Today, I was reading something funny online while Oliver napped. Every time I laughed, the low pressure would increase, sometimes to the point of being almost painful. Was this a sign? I don't know.
It's nearly 7pm. At 5pm, I started to feel sharp pains every time I stood. It felt like I was getting a pap smear over and over again. I'd read that one of the ways to tell the difference between labor and false labor is to change positions. If changing positions makes you feel better, you're not in real labor. Well, every time I sit, I feel fine. Sometimes, I feel cramping, like menstrual cramps, but that's it. As soon as I stand up, the sharp pains start up again, and they take my breath away. I can't walk normally. I have to slowly waddle to cover any ground. I'm hunched over as I walk. Surely, this has to mean something, but I have yet to feel an actual contraction (as I know them).
I keep thinking about calling my mom. I want to talk to her about how I feel, but I don't want to get people falsely excited that I'm in labor when I'm not. Part of me wants to ask her to take Monday off, just in case I'm not in labor. Both yesterday and today, I had tremendous difficulties making it to the end of the day. I feel like Oliver is neglected from about 3pm to 6pm, when Andrew gets home. Then, Andrew wants to tend to me and make me feel better physically, but all I want him to do is give Oliver the attention he needs that I haven't been able to give him. It's really hard on me emotionally to know that Oliver isn't getting what he needs these days. You know, I've wanted our baby girl to wait until November to arrive, but now I can't help but just think I want her here so these pains stop and my neglect of Oliver can stop.

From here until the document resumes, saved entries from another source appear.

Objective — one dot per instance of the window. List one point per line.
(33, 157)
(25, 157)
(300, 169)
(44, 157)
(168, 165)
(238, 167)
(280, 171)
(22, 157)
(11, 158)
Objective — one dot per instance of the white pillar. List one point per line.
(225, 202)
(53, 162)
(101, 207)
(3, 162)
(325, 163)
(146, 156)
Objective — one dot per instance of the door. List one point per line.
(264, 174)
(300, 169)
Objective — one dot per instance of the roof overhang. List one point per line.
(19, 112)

This is really tough. I keep thinking, "What if this pain continues for weeks? What if she waits another three weeks to arrive?" Based on how I've been dealing this week, I don't think I can make it. The pains get so bad sometimes that I start crying when Oliver takes too long to do something, like push the button on the coffee pot. I'm forced to stand there, and it's more than I can physically bear.
I keep thinking about how cool I thought it would be for our girl to arrive on 11/11/11. I keep thinking how I hadn't wanted our kids to share the same birthday (Oliver's birthday is Sunday). I keep thinking how I thought they'd have separate birthday months. All of that is out the window right now. I just want to feel better. I'm so glad it's the weekend. Having Andrew home to help will allow me to rest a lot more. Even if I don't go into actual labor, I'm hoping the physical rest will help the pain subside.
I don't plan on posting this entry to my blog for some time. I don't want to get friends and family too excited about the possibility of me going into labor soon. So, for now, these are just my thoughts.
At the moment, I'm actually starting to feel a lot better and less panicked from resting by sitting. It's nice to not have to deal with these false labor pains!